I am interested in studying the role of Plasma Membrane Calcium ATPases (PMCAs) as a calcium extrusion mechanism in mouse olfactory sensory neurons (OSNs). When an odorant binds to the G protein-coupled receptor on the OSN, it activates an adenylate cyclase resulting in an increase in cAMP which elicits opening of Cyclic Nucleotide Gated (CNG) channels. Ca2+ enters through the CNG channels which activates a chloride current leading to cell depolarization. The receptor potential finally leads to the generation of action potentials conveying the chemosensory information to the olfactory bulb. Following the depolarization, calcium concentration must be restored to resting levels for the OSN to be able to detect new odors. It is believed that Na+/Ca2+ exchanger is the only mechanism responsible for calcium clearance. We postulate that PMCAs are also major players in this process. I am using calcium imaging techniques on PMCA2 knock-out and wild type mice to see the extent to which PMCAs are involved in calcium clearance after excitation.
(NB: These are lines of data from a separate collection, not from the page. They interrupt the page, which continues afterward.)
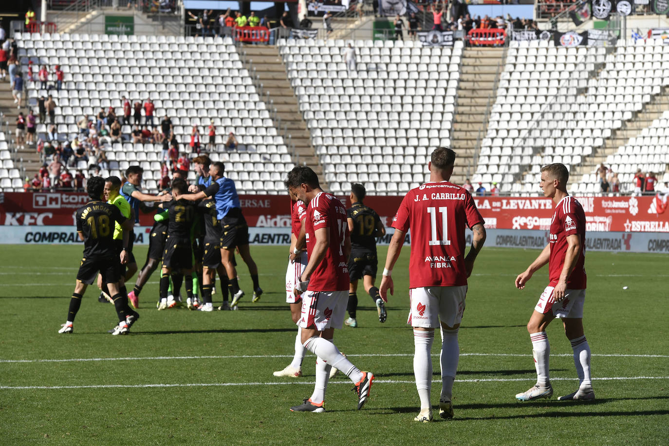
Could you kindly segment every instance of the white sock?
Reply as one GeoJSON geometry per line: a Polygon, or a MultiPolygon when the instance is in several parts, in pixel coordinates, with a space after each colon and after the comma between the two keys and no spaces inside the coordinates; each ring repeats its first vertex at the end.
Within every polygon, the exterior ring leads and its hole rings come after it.
{"type": "Polygon", "coordinates": [[[456,380],[458,360],[460,359],[460,345],[458,344],[458,328],[442,331],[442,398],[452,401],[453,382],[456,380]]]}
{"type": "Polygon", "coordinates": [[[576,366],[576,372],[579,374],[579,381],[581,384],[591,386],[590,380],[590,346],[588,345],[585,335],[570,339],[571,348],[574,350],[574,365],[576,366]]]}
{"type": "Polygon", "coordinates": [[[548,343],[546,332],[531,333],[532,340],[532,354],[535,357],[535,368],[537,369],[537,384],[545,386],[548,380],[548,357],[551,354],[551,346],[548,343]]]}
{"type": "MultiPolygon", "coordinates": [[[[297,328],[297,336],[295,337],[295,356],[293,356],[290,366],[293,368],[302,368],[302,362],[306,354],[306,349],[302,344],[302,327],[297,328]]],[[[316,362],[318,364],[318,362],[316,362]]]]}
{"type": "Polygon", "coordinates": [[[416,388],[420,398],[420,408],[429,409],[429,391],[432,387],[432,341],[434,330],[425,331],[413,329],[413,375],[416,379],[416,388]]]}
{"type": "Polygon", "coordinates": [[[330,368],[332,366],[326,361],[320,358],[316,358],[316,385],[309,399],[312,403],[318,405],[325,401],[325,389],[328,387],[330,368]]]}
{"type": "Polygon", "coordinates": [[[354,384],[357,384],[363,378],[363,372],[345,358],[331,341],[313,336],[306,340],[304,347],[318,358],[322,358],[332,367],[339,368],[354,384]]]}

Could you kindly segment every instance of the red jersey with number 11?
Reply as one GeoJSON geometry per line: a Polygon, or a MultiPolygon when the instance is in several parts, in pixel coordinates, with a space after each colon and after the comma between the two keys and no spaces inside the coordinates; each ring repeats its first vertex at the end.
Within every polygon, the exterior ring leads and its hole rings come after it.
{"type": "Polygon", "coordinates": [[[482,223],[464,187],[441,181],[409,191],[393,219],[393,227],[411,231],[409,288],[466,285],[465,226],[482,223]]]}
{"type": "Polygon", "coordinates": [[[306,251],[311,258],[316,245],[316,230],[328,228],[330,245],[325,257],[309,279],[309,291],[349,290],[349,259],[344,255],[344,241],[350,237],[346,209],[334,195],[321,192],[306,208],[306,251]]]}
{"type": "Polygon", "coordinates": [[[575,234],[581,239],[581,252],[571,275],[567,280],[567,288],[585,290],[585,213],[576,199],[567,195],[557,203],[551,221],[551,257],[548,263],[549,286],[557,285],[567,255],[567,237],[575,234]]]}

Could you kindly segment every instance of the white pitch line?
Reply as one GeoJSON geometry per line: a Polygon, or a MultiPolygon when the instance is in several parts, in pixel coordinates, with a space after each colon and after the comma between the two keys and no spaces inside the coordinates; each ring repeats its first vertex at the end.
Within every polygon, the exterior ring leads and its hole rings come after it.
{"type": "MultiPolygon", "coordinates": [[[[349,354],[348,356],[413,356],[413,353],[370,353],[367,354],[349,354]]],[[[438,356],[438,354],[432,356],[438,356]]],[[[460,353],[461,356],[511,356],[527,357],[531,355],[521,353],[460,353]]],[[[553,354],[553,356],[571,357],[571,353],[561,353],[553,354]]],[[[667,354],[603,354],[595,353],[593,356],[605,358],[669,358],[667,354]]],[[[140,361],[159,360],[177,359],[247,359],[247,358],[292,358],[292,354],[240,354],[240,355],[207,355],[193,356],[145,356],[126,358],[73,358],[69,359],[0,359],[0,363],[34,363],[34,362],[88,362],[99,361],[140,361]]]]}
{"type": "MultiPolygon", "coordinates": [[[[553,381],[575,381],[577,378],[553,378],[553,381]]],[[[604,376],[596,378],[595,380],[628,380],[640,379],[669,379],[669,376],[604,376]]],[[[456,379],[456,382],[510,382],[517,381],[529,381],[527,378],[483,378],[481,379],[456,379]]],[[[432,380],[432,382],[441,382],[441,380],[432,380]]],[[[377,379],[375,384],[415,384],[415,381],[409,380],[377,379]]],[[[296,384],[314,385],[313,381],[290,381],[286,382],[191,382],[177,384],[91,384],[88,386],[0,386],[0,390],[20,391],[20,390],[58,390],[63,388],[151,388],[155,387],[229,387],[237,386],[294,386],[296,384]]],[[[346,381],[330,381],[332,384],[351,383],[346,381]]]]}

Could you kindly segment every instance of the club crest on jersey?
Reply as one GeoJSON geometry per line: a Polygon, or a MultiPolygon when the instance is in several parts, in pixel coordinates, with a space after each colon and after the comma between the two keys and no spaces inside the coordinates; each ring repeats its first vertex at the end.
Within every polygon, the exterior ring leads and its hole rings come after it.
{"type": "Polygon", "coordinates": [[[567,218],[565,219],[565,231],[572,231],[575,229],[576,222],[574,221],[571,217],[567,215],[567,218]]]}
Cyclic-AMP is a well recognized chemoattractant for the single-cell eukaryote Paramecium tetraurelia. Decidedly a food cue, cAMP causes cell hyperpolarization inducing smooth and fast forward swimming. A protein of ~48kDa has been purified and antibodies against it specifically inhibit chemoresponse to cAMP. However, the gene for the receptor has not been cloned.
Paramecium tetraurelia can detect micromolar chemical changes in their environment and modify swimming behavior accordingly. The swimming behavior is tightly regulated through the plasma membrane Ca2+ ATPase (PMCA). My research project is focused on the PMCA (Plasma Membrane Ca2+ ATPase) and its functional role in such a chemoresponse. In Paramecia there are three currently known PMCAs (PMAC2, PMCA3, PMCA4) I have cloned and additional three novel PMCAs (PMCA5, PMCA6, PMCA7) and shown them to be highly homologous to the known PMCAs.